Elle reste figée, le stylo en suspens. Il lui tend un petit carnet neuf, à couverture souple, qu’il sort de sa sacoche usée.
— Cadeau. À condition que tu l’ouvres.
Et il repart, simplement.
*****
La pluie tambourine doucement sur la vitre, effaçant les bruits du dehors. Dans sa chambre aux murs couverts de photos arrachées à des magazines, Tina est assise en tailleur sur son lit. Le reste du monde semble suspendu. Un vieux roman repose sur ses genoux, trouvé par hasard dans une caisse de livres abandonnée dans le couloir du lycée. La couverture est abîmée, le titre presque illisible, mais les mots, eux, vibrent.
Elle lit lentement chaque phrase comme une découverte. Une héroïne qui doute. Un homme qui part. Un silence qui dure trois pages, sans qu’il ne soit jamais nommé. Tina sent une chaleur étrange dans la poitrine, un soupir lui échappe. Elle tourne la page avec précaution, comme si le livre pouvait se déchirer à tout moment. Sur son bureau, son cahier à spirales reste fermé. Elle n’écrit plus depuis des mois. Mais ce soir, grâce à cet homme – ou plutôt cet ange tombé du ciel - rencontré à la bibliothèque, elle se lève lentement, attrape un vieux stylo Bic et ouvre enfin ce fameux carnet. À la dernière page, elle commence une phrase, tremblante :
"Ce livre n'est pas parfait. Mais il m’a réparée, un peu." Puis elle rature. Puis recommence. Pendant des années.
*****
Les premières pages de son carnet de l’époque ? Un vrai champ de bataille. Des ratures, des mots griffonnés à moitié, des pensées fuyantes. Rien qu’elle n’aurait osé montrer. Et pourtant, chaque mot posé lui arrachait un souffle, comme si elle avait retenu sa respiration depuis des lustres. Un matin d’hiver, glacial et gris, elle avait laissé tomber son sac trop vite en refermant son manteau. Il avait glissé sur le carrelage mouillé de l’université, avant qu’une main ridée ne la ramasse.
— Tiens ma belle, t’as fait tomber quelque chose.
C’était Madeleine, une des bénévoles du café littéraire du coin. Elle avait feuilleté sans insister, juste le temps de voir quelques mots couchés à l’encre violette.
— Tu écris ? avait-elle demandé.
Tina avait haussé les épaules. Pas un "oui", pas un "non". Plutôt un "je ne sais pas... encore", ce qui fit sourire Madeleine.

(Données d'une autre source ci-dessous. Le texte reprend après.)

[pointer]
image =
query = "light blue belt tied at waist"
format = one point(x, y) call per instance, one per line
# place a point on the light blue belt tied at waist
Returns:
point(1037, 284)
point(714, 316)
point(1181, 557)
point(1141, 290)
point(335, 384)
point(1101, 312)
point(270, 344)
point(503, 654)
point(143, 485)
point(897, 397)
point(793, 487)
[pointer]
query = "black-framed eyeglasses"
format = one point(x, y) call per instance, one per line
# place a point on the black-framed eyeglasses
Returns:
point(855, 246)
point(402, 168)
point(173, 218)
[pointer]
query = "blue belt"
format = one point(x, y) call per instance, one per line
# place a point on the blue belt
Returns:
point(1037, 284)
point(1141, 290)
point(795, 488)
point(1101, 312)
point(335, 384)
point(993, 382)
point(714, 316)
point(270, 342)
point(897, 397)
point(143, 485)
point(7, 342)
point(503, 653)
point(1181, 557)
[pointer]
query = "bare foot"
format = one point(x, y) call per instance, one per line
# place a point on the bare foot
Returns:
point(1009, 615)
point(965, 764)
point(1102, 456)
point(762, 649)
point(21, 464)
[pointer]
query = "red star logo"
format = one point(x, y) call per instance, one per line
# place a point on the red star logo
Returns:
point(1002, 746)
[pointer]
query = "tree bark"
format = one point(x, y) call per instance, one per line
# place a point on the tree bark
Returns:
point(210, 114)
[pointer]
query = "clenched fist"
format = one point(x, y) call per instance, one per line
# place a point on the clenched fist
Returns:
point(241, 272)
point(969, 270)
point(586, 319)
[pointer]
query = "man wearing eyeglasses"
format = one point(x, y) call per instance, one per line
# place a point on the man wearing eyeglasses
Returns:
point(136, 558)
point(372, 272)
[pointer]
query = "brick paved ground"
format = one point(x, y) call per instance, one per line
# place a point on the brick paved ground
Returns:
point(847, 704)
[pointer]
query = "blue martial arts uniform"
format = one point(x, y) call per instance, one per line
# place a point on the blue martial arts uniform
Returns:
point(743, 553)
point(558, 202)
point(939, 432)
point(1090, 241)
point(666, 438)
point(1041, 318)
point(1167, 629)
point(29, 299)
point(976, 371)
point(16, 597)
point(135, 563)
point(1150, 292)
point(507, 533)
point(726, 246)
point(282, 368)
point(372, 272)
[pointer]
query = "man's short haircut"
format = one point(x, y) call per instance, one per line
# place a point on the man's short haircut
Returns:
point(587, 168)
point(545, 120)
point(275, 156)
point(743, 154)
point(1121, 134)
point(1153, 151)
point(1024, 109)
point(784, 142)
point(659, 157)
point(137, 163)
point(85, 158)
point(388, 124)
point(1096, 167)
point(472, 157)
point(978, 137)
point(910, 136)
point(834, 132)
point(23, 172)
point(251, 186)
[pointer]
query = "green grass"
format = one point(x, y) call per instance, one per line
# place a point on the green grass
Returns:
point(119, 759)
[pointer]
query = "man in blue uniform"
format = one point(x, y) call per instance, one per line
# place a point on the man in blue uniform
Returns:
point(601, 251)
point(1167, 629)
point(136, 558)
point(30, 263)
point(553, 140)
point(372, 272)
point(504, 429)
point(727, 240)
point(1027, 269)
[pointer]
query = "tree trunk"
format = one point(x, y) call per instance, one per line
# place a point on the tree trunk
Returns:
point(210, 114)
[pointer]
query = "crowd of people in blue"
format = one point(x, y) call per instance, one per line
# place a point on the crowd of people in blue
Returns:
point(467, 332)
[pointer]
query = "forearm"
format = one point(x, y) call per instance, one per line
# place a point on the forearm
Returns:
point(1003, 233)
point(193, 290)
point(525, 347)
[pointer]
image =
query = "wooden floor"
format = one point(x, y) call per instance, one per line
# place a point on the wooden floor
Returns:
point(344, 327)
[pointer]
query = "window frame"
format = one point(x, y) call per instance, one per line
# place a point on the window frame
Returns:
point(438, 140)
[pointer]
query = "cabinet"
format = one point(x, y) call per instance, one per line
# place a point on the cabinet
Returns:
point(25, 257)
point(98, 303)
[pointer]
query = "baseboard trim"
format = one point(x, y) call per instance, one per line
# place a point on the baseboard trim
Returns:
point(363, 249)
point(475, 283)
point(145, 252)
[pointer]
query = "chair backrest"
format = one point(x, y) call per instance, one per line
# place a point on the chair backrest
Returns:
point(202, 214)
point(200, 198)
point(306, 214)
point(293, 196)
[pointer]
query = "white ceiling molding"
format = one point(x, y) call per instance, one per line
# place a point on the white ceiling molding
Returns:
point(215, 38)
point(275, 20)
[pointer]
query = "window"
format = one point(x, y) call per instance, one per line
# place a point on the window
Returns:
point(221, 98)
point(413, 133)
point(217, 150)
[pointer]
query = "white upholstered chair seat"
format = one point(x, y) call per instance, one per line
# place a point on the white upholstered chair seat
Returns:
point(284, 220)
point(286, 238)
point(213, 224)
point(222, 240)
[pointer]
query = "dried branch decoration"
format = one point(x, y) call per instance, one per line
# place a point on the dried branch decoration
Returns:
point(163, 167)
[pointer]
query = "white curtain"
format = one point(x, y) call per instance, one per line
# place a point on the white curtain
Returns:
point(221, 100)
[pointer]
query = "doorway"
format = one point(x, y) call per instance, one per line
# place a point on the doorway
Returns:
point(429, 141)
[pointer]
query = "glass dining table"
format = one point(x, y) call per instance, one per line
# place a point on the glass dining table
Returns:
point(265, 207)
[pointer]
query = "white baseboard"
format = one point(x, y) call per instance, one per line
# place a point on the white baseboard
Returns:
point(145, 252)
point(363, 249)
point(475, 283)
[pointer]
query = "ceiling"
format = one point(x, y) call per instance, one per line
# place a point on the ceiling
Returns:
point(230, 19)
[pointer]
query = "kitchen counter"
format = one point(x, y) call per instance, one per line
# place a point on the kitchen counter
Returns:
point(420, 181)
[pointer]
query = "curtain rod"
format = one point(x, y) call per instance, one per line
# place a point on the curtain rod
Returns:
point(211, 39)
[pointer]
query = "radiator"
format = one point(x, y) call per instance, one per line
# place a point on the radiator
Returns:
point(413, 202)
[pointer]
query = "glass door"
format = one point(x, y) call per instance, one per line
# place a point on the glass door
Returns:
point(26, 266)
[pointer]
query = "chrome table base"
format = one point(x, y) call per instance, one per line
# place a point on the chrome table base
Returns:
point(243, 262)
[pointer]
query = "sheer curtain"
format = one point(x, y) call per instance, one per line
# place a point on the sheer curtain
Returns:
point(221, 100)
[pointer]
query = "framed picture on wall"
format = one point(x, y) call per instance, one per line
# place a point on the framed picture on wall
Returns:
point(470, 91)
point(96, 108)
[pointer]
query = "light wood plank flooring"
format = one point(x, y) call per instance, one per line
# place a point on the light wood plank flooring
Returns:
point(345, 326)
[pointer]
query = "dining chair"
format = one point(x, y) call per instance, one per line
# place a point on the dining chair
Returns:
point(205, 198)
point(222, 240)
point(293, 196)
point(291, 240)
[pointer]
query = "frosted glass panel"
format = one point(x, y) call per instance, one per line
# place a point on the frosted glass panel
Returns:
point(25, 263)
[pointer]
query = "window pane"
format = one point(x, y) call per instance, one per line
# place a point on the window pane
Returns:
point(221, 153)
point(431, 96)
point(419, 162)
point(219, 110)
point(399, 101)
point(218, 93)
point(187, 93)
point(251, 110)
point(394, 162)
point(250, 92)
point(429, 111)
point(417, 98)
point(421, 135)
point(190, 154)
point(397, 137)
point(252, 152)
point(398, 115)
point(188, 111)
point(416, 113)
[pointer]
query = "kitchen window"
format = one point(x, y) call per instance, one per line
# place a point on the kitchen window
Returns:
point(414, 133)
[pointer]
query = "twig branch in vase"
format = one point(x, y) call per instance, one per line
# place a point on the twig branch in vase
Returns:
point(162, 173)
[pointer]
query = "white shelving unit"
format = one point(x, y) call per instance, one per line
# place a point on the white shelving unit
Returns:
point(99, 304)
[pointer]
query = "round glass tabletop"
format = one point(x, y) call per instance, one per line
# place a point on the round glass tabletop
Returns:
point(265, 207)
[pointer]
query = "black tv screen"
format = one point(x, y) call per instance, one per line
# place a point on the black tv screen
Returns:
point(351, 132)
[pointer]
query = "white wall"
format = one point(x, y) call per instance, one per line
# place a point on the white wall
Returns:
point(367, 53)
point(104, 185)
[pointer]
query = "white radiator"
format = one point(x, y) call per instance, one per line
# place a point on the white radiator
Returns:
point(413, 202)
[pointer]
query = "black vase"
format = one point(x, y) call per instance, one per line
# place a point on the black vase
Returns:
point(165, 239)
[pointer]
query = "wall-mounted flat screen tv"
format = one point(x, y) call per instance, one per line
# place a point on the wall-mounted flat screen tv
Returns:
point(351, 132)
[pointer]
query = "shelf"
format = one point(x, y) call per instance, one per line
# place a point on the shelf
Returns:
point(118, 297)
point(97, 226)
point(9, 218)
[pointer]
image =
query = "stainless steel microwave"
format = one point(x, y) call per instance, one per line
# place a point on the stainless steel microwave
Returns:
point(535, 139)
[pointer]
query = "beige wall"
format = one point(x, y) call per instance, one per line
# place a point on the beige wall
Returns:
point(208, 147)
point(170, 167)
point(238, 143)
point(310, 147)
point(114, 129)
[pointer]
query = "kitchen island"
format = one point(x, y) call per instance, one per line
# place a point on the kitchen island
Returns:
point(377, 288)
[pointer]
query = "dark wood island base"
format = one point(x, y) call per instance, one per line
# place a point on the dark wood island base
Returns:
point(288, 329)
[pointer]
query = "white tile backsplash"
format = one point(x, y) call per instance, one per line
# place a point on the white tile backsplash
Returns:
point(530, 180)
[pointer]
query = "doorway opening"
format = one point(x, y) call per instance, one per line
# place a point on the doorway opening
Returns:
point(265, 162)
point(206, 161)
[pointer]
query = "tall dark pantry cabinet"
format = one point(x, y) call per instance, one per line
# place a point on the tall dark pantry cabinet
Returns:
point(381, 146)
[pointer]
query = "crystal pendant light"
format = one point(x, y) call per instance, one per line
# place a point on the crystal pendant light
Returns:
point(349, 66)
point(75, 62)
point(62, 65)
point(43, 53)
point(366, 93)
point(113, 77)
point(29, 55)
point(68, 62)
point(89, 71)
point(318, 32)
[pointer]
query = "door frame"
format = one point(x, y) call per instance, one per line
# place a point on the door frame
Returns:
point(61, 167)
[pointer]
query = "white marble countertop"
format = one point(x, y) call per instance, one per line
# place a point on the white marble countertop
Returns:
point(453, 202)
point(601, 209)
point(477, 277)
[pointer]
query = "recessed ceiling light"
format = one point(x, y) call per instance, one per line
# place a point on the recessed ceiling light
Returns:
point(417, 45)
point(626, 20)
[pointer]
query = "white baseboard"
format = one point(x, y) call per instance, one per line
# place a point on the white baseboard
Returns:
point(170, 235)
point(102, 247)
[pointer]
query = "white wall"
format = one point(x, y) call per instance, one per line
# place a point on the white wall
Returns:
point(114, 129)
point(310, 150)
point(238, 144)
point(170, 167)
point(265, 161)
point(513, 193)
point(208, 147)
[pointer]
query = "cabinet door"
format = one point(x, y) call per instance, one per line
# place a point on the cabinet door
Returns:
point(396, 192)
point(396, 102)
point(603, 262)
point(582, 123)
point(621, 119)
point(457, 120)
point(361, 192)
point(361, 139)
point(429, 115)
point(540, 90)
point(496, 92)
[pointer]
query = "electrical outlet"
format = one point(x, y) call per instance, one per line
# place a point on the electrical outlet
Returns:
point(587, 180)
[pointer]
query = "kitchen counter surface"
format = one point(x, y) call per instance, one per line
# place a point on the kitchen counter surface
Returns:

— Viens vendredi soir. On lit, on parle, on partage. Ou tu peux juste écouter si tu veux, promis !
Elle s’était alors installée tout au fond, près du radiateur qui cliquetait. Sans dire un mot, elle était revenue, une fois, puis deux. Et un soir, sans prévenir, c’est sorti. Elle a levé la main pour présenter une critique maladroite, un peu tremblante mais sincère.
— On croit que c’est un livre léger… mais non. C’est une tempête sous un oreiller.
Silence. Puis quelques rires accompagnés de légers applaudissements. Elle avait rougi, son cœur battant à tout rompre.
Pour finir, elle était rentrée chez elle avec un frisson étrange dans le ventre, comme un mélange de fierté… et de panique.
*****
Janvier, deux ans plus tard. Le froid colle aux vitres. Elle écrit cette fois, sur Chanson douce. Elle hésite, rature et recommence comme à son habitude. Elle se déteste un peu, mais écrit quand même. "On pense que c’est une fiction, seulement certaines douleurs n’ont pas besoin d’être inventées. Elles existent, bien tapies au fond de nous." Elle soupire, referme le carnet direction la bibliothèque sans savoir que quelqu’un, quelque part a déjà commencé à la lire.